Processo:
1329/22.2T8CSC.L1-4
Relator:
MANUELA FIALHO
Descritores:
IMPUGNAÇÃO DA MATÉRIA DE FACTO
NOÇÃO DE CONTRATO DE TRABALHO
ASSÉDIO MORAL
RETRIBUIÇÃO
RESOLUÇÃO DO CONTRATO DE TRABALHO
INDEMNIZAÇÃO
Data do Acórdão:
15-04-2026
Votação:
UNANIMIDADE
Meio Processual:
APELAÇÃO
Decisão:
PARCIALMENTE PROCEDENTE
Sumário (da responsabilidade da Relatora):
1 – No âmbito do processo laboral, a introdução de novos factos essenciais não alegados só é admissível se desencadeado, em 1ª instância, o mecanismo previsto no Artº 72º do CPT.
2 – Não são, em regra, admitidos conceitos valorativos ou conclusivos no acervo factual.
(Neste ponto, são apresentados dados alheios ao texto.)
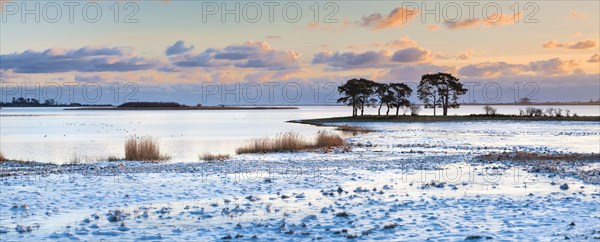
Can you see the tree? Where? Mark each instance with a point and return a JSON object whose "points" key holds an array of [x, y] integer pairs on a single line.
{"points": [[440, 90], [357, 93], [400, 92], [489, 110], [385, 96], [350, 95]]}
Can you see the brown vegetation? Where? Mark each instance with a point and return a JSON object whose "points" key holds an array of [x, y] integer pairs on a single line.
{"points": [[214, 157], [328, 139], [143, 149], [354, 129], [291, 141], [531, 156]]}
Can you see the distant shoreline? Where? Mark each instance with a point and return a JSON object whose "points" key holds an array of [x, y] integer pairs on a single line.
{"points": [[427, 118], [186, 108]]}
Mas se determinadas expressões, se devidamente interpretadas, densificarem e concretizarem uma realidade de facto, as mesmas são admitidas, o mesmo ocorrendo com conceitos facilmente apreensíveis pela comunidade.
3 – A impugnação da matéria de facto não se compadece com a formulação de blocos factuais em que se não indica, relativamente a cada um dos pontos integrantes do bloco, as concretas provas a reapreciar e que impõe decisão diversa.
4 – A noção de contrato de trabalho compõe-se por três grandes elementos – a prestação de uma atividade, a retribuição e a subordinação jurídica-, sendo, contudo, esta a que por natureza distingue uma relação laboral de outras que envolvam prestação de atividade remunerada.
5 – Para apuramento de uma situação de subordinação jurídica é essencial a integração do prestador de atividade numa organização alheia da qual recebe ordens.
6 – O assédio moral não discriminatório traduz-se num conjunto de comportamentos que minam o ambiente de trabalho, criando desconforto na pessoa relativamente à qual se dirigem, ou seja, comportamentos que, pelo seu carater insidioso, têm efeitos hostis.
7 – Para aferir da existência de assédio moral deve considerar-se a conduta denunciada no seu conjunto, de modo a poder concluir se os atos, pela sua frequência e número, pelo pendor eventualmente humilhante ou hostil, pelo tempo pelo qual se prolongam, originam um ambiente hostil ou degradante.
8 – Traduz assédio moral, ainda que numa relação que começou por ser de confiança entre os envolvidos, a sujeição constante e prolongada a piadas de cariz cobiçoso e comentários jocosos, conducentes a vexame e constrangimento por parte da trabalhadora, e, bem assim, imposição de sobrecarga de trabalho, e a subsequente desconsideração de pedidos de informação ou submissão de informação contraditória.
9 – A decisão intercalar de indeferimento de pedido de ampliação pode ser impugnada no recurso que incide sobre a sentença.
10 – A condenação extra vel ultra petitum pressupõe a aplicação de preceitos inderrogáveis de lei ou de instrumentos de regulamentação coletiva do trabalho que, por sua vez, traduzem o reconhecimento de direitos irrenunciáveis.
11 – Cessado o contrato de trabalho, os direitos à retribuição deixam de ter cariz irrenunciável.
12 – A indemnização pela resolução do contrato de trabalho com justa causa confere ao trabalhador o direito a indemnização por danos patrimoniais e não patrimoniais, aferindo-se o valor do dano que se traduz na rutura contratual a partir dos critérios estabelecidos no nº 1 do Artº 396º do CT, e o dos demais por apelo às normas gerais, fixando-se, a final, uma indemnização una.